BLADO La Habana, 06 de mayo de 2016 Escrito por Heidi Igualada Me recuerdo muy joven, descubriendo los predios de Radio Ciudad una otoñal tarde de octubre para hacer mi primer programa de radio. Muy flaca, guitarra en ristre, tan pálidamente… como dice Silvio. Era un programa en vivo, una revista cultural que no recuerdo el nombre, que me había conseguido mi amiga Amelia María con su amigo Sergio, que era no se qué del programa. Allí además de cantar hice unas infantiles declaraciones sobre algunos problemillas del gremio, gremio insipiente y prácticamente desconocido para mí, atrevida que soy, que era, que siempre fui. No obstante me tildaron de muy aguda aquel día. Ya saliendo de cabina siento una voz ronca que me dice ven haz este otro programa que se graba ahora, quiero que cantes aquí y hables como quieras y lo que quieras de lo que te voy a preguntar, bienvenida a “Pisando el césped”. Era Bladimir Zamora (que después El Blado), así con B de Bayamo -como leí en cierta antología- un tipo misterioso, fastidioso, provocativo, enigmático para los que no lo conocieron bien. Serían finales de los 80 y me volvió a invitar. Pero aquella vez el césped ya no se podía pisar, debía presentarme yo misma en el programa y para asombro y susto del Blado que abrió desorbitadamente los ojos, espeté inocentemente ‘yo estuve ya una vez aquí cuando Bladimir hablaba todavía’. Nunca supe que pasó antes y si paso o le paso algo después por aquella alocución mía, pero el caso es que el bocadillo se nos quedó por los siglos de los siglos. La última vez que lo vi fue en la redacción del Caimán, en los altos de la Editora Abril hace unos tres meses tal vez, no recuerdo con exactitud.
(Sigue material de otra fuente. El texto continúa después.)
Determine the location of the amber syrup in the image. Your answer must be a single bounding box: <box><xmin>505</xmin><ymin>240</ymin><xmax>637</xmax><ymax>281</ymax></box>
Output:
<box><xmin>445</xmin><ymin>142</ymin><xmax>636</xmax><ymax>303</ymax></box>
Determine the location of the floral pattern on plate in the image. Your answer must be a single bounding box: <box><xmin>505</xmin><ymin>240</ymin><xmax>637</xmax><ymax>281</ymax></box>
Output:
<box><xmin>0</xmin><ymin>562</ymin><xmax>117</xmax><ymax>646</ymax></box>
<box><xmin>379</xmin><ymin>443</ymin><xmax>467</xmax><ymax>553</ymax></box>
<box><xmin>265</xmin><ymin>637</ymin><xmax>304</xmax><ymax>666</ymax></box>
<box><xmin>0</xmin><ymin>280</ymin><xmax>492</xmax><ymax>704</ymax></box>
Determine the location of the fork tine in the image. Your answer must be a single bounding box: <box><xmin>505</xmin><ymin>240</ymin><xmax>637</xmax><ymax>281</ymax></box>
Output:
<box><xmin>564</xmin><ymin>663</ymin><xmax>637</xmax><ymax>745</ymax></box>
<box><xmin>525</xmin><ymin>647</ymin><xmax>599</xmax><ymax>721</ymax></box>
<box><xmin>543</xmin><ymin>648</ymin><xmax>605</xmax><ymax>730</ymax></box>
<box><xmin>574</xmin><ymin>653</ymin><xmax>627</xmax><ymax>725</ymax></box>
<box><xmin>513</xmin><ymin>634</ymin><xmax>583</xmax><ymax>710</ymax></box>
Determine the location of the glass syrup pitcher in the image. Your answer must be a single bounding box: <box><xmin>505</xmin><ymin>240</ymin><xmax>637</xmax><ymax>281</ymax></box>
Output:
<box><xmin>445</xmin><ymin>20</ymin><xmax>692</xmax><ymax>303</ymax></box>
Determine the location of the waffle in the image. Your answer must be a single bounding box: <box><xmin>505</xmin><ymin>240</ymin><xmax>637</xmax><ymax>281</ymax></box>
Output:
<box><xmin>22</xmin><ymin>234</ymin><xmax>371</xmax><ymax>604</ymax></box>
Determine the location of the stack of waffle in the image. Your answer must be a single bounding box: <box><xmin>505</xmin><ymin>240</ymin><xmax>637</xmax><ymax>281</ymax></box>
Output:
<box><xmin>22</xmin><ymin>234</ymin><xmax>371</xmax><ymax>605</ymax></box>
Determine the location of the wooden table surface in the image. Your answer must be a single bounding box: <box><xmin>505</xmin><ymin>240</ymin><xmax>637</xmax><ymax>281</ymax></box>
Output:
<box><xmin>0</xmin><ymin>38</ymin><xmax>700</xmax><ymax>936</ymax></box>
Subí y lo vi sentado entre dos de sus colegas hablando como siempre, hablando, ronco, hablando, ronco, ronco, ronco, hablando, con las suelas y la garganta ya gastadas de tanta hierba pisada, de tanto fango, de tanto mundo, de tanta vida, de tanto amor, de tanto césped… ¿Esta Fidelito? pregunté y con un lento ademan me dijo que no. Y cruzamos aquel mediodía solo cuatro palabras: ‘sabes que te quiero’… Y luego el abrazo.

paco dijo:

2

7 de mayo de 2016

07:48:43


Triste noticia la del deceso de Bladimir Zamora Cespedes. Supe de su inmensa pasión hacia la música popular cubana, en especial la Trova tradicional.Fue la base de sus profundas valoraciones acerca de una manifestación que prestigia la cultura cubana.Pese a radicar en la Habana sentía como bayamés y se extasiaba con esa música que nos otorga permanente identidad.Nos quedan sus articulos e investigaciones por las que podremos conocer la rica tradición trovadoresca sin olvidar a los que hoy toman la guitarra para continuar el camino.Hasta siempre amigo Bladimir.

Jesus dijo:

3

7 de mayo de 2016

13:43:04


Fue muy talentoso, le tenía mucho aprecia, que descanse en paz

Eduardo Velasco dijo:

4

7 de mayo de 2016

13:56:03


Fui compañero de estudios de Bladimir desde la Secundaria Básica hasta que se fue a terminar sus estudios de PreUniversitario en L a Habana. Es más, fui de su equipo de estudo fuera de la escuela y aun más, quien le mecanografiaba sus primeros escritos, los cuales conocí muy de cerca. Me reprocharé siempre no haberle ido a ver aqui durante sus últimos días de ida en Bayamo, pero ya es tarde. Nunca le olvidaré.

Andrés dijo:

5

7 de mayo de 2016

14:53:17


Yo recuerdo una madrugada durante los 90, en radio rebelde o algo así, como Bladimir Zamora y Sigfredo Ariel ayudaban a unos cuantos trovadores jóvenes (entre los que me encontraba) a grabar sus temas y a expresar su perspectiva a través de entrevistas. Ojalá se hayan conservado aquellas grabaciones. Bladimir Zamora fue un promotor cultural comprometido con el arte, sobre todo el arte joven. Mi más sentido pésame a sus familiares y amigos más cercanos.